Alternatively, the preset threshold value ranges from 0.2 to 0.3.

In particular, the relative intensity I of the diffraction peaks of the quartz 100 crystal planes from a large number of known causative shales₁₀₀Relative intensity I of diffraction peak of crystal plane of quartz 101₁₀₁And (4) counting the ratio to determine the range limit value (preset threshold value) of the relative intensity ratio of the diffraction peaks of the crystal faces of the two cause quartz to be 0.2-0.3.

Diffraction intensity I of diffraction peak of 100 crystal planes of quartz₁₀₀And diffraction intensity I of diffraction peak of quartz 101 crystal plane₁₀₁When the ratio of (A) to (B) is less than a preset threshold range, the quartz in the shale sample is clastic quartz; diffraction intensity I of diffraction peak of 100 crystal planes of quartz₁₀₀And diffraction intensity I of diffraction peak of quartz 101 crystal plane₁₀₁When the ratio of (A) to (B) is larger than a preset threshold range, the quartz in the shale sample is biogenetic quartz, and when the diffraction intensity I of a quartz 100 crystal plane diffraction peak is larger than the preset threshold range, the quartz is a biogenetic quartz₁₀₀And diffraction intensity I of diffraction peak of quartz 101 crystal plane₁₀₁The ratio being at a predetermined thresholdWithin the range of values, the quartz in the shale sample is a mixture of clastic and biogenic quartz, with clastic quartz being predominant near 0.2 and biogenic quartz being predominant near 0.3.

For example, when the diffraction intensity I of the diffraction peak of the 100 crystal plane of quartz₁₀₀And diffraction intensity I of diffraction peak of quartz 101 crystal plane₁₀₁When the ratio of (A) is less than the preset threshold range, I₁₀₀/I₁₀₁When the quartz is less than 0.2, the quartz in the shale sample is clastic quartz; diffraction intensity I of diffraction peak of 100 crystal planes of quartz₁₀₀And diffraction intensity I of diffraction peak of quartz 101 crystal plane₁₀₁When the ratio of (A) is greater than a preset threshold range, I₁₀₀/I₁₀₁More than 0.3, the quartz in the shale sample is biogenetic quartz; diffraction intensity I of diffraction peak of 100 crystal planes of quartz₁₀₀And diffraction intensity I of diffraction peak of quartz 101 crystal plane₁₀₁When the ratio of (A) is within a preset threshold range, I₁₀₀/I₁₀₁When the value is 0.23, the quartz in the shale sample is a mixture of biogenic quartz and clastic quartz, and the clastic quartz is mainly used.

The invention also provides a device for rapidly identifying the crumbled quartz and the biogenetic quartz in the shale, which comprises the following components: the diffraction intensity acquisition equipment is used for respectively acquiring the diffraction intensity of a quartz 100 crystal plane diffraction peak and the diffraction intensity of a quartz 101 crystal plane diffraction peak in the shale sample; a processor connected to the diffraction intensity acquisition device, the processor performing the steps of: calculating the ratio of the diffraction intensity of the quartz 100 crystal plane diffraction peak to the diffraction intensity of the quartz 101 crystal plane diffraction peak; comparing the ratio with a preset threshold; and identifying the quartz in the shale sample as scrap quartz or biogenic quartz according to the comparison result.

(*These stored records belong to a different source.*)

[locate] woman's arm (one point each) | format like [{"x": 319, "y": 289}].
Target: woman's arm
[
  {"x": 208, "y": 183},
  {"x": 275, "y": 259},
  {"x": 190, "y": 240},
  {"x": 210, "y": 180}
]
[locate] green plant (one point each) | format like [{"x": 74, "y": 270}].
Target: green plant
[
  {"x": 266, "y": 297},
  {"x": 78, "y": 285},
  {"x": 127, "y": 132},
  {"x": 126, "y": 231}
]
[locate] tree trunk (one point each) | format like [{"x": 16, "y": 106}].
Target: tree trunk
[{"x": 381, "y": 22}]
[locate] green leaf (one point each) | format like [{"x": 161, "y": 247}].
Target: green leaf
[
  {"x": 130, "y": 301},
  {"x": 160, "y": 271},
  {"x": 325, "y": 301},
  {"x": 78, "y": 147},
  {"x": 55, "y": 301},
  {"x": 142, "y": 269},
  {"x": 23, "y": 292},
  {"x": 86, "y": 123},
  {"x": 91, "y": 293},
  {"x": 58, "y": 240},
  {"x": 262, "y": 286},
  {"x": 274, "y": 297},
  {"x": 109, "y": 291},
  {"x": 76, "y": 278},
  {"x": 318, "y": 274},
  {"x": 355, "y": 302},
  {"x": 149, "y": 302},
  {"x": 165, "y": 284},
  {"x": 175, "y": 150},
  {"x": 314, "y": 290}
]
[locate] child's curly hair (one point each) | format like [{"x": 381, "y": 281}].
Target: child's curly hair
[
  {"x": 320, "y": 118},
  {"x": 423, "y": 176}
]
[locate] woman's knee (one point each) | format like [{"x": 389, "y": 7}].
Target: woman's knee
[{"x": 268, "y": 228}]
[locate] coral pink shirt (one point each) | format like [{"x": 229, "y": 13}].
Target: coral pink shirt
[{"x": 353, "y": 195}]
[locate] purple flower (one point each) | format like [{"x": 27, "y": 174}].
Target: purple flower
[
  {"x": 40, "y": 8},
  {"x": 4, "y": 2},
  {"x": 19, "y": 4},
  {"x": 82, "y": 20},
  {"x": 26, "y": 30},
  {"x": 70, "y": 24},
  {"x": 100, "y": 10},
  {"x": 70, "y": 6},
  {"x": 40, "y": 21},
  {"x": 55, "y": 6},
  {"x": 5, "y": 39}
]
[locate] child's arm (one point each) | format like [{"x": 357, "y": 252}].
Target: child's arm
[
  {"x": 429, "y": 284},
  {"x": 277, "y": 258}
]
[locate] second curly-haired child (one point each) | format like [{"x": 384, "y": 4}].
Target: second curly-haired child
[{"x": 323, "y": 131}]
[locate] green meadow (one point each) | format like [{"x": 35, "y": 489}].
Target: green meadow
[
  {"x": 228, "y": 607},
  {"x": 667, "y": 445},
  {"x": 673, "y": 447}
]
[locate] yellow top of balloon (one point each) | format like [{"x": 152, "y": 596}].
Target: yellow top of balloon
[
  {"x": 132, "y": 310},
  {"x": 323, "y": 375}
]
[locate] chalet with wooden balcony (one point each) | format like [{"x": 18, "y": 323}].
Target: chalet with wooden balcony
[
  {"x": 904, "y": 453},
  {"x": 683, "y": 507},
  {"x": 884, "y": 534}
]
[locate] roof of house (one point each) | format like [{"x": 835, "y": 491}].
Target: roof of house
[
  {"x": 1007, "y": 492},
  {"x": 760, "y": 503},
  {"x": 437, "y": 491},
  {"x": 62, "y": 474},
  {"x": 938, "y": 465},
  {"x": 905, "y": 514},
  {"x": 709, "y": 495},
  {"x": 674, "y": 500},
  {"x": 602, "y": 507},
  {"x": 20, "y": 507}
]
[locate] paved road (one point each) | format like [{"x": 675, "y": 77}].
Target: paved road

Specifically, the crystal plane of quartz 100 in the invention represents the crystal plane of quartz (100) in the field, the crystal plane of quartz 101 represents the crystal plane of quartz (101) in the field, and according to the difference of crystal habits and preferred orientation characteristics of quartz with different causes, powder diffraction analysis is carried out on a shale sample by adopting an X-ray diffraction technology to obtain the diffraction intensity I of the diffraction peak of the crystal plane of quartz 100 in shale₁₀₀And diffraction intensity I of diffraction peak of quartz 101 crystal plane₁₀₁. Recrystallizing quartz due to biological originNo obvious crystal form exists, the degree of self-formation is low, the particles are not easy to have preferred orientation, the relative intensities of diffraction peaks of two crystal faces of the biogenic stone are good with the crystal form, the chipped quartz which is easy to have preferred orientation is different, and then the diffraction intensity I of the diffraction peak of the 100 crystal face of the quartz with a large number of known causes is used₁₀₀And diffraction intensity I of diffraction peak of quartz 101 crystal plane₁₀₁The statistics of the ratio determines the preset threshold value of the relative intensity ratio of the diffraction intensities of the two cause quartz diffraction peaks, and the diffraction intensity I of the 100 crystal plane diffraction peak of the quartz is determined according to the diffraction intensity I of the quartz crystal₁₀₀And diffraction intensity I of diffraction peak of quartz 101 crystal plane₁₀₁And comparing the ratio with a preset threshold value, thereby realizing the effective and rapid identification of the detritus quartz and the biogenesis quartz in the shale.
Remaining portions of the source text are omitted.